I stay frozen in my spot as long as I can. But the hard floor hurts my tailbone and my bottom itches because Moeder forgot to dress me in my shift after my bath yesterday and my wool skirt torments my skin. I cannot … keep … still. Look at how the firelight sputters in the lamp nearest me, the one Vader had put on the floor behind him. As quiet as the sneakiest rat, I crawl to it and put my hand in front of its light. My skin glows red as if lit from within. Inside, there are knotty sticks that run the length of my fingers. I look up at the arm floating in the jar on the shelf. The skin has been peeled back like the petals on a tulip; meaty strings float around the bone. I look at my own hand. There is a whole other being sealed up in there, an ugly one I do not want to know.

“What are you doing?” Vader says.

I jerk my hand behind my back.

“Where is your mother?”

“Asleep.”

“Then why do you not go play?”

I look at the rain pouring down outside the window. “I—I’m hungry. I have not had de noen”

“No lunch? It’s two o’clock. She should get up.” Vader frowns. “Never mind, do what you were doing.” He nods. “Put your hand in front of the lamp.”

I cannot move. Is this a test?

“Go on, Cornelia. Put your hand in front of the lamp like you were doing—but come around to this side and do it.”

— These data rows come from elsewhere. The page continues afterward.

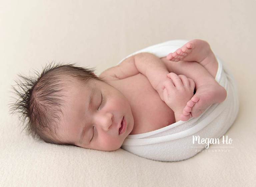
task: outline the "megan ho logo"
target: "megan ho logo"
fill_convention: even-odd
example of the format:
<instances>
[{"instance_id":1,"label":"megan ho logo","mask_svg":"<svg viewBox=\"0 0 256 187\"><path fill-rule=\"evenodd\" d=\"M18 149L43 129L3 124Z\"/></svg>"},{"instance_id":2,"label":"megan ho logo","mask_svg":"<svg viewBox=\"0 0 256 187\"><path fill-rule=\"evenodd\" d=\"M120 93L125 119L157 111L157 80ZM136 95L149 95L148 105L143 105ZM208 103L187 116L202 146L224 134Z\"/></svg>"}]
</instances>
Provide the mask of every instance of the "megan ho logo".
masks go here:
<instances>
[{"instance_id":1,"label":"megan ho logo","mask_svg":"<svg viewBox=\"0 0 256 187\"><path fill-rule=\"evenodd\" d=\"M231 138L228 138L228 136L226 137L222 136L222 140L221 141L218 138L200 138L199 136L193 136L193 143L194 144L195 143L200 144L206 144L205 145L205 148L207 149L209 147L209 145L210 144L222 144L224 145L230 145L232 143L232 141L233 140ZM234 147L230 146L223 146L223 147Z\"/></svg>"}]
</instances>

I hear Moeder’s voice in my head, You must never play with fire. If I make the wrong move, I will be shut out in the dark. I bite my hand.

“What’s wrong with you, girl? How’d I ever raise such a timid thing? Just put your hand in front of the lamp.”

The front door scrapes open, slams. Footsteps pound up the stairs.

“What a storm!” Titus wipes his face with his arm.

I see the tracks his wet stockings have left on the wood floor. Moeder won’t like that.

“Titus,” Vader says, “come here and put your hand in front of this lamp.”

Titus raises his brows at me, shrugs, then squats next to me. He holds his hand before the light. “What is wrong?” he whispers to me.

Vader goes back to his desk. “Titus, move your hand to the left.”

Titus does what Vader says. He makes a face only I can see as Vader sketches over finished parts of his drawing, his sleeve flapping, flapping.

Vader stops drawing, runs to Titus, and grabs his face. “You!” he says, kissing him on both cheeks. “You gave me the heart of the picture! The light of God shining unto Peter. It shines through the maid, making her hand transparent! Brilliant! Brilliant! Son, what would I do without you?”

Titus laughs.

I crawl back to the corner, forgotten. Better that, than to be shouted at.

Later, when the painting is finished, Moeder tells me it is a picture of St. Peter, at the moment he said he did not know Jesus for the third time. But my care is for the maid in the picture, holding the lamp up to Peter. You can see into her hand, like I had seen into my own. You can see the bones of the secret stranger hiding inside. Why doesn’t it bother people that their insides don’t match their outsides? It bothers me. I don’t sleep that night, afraid that my insides will come crawling out.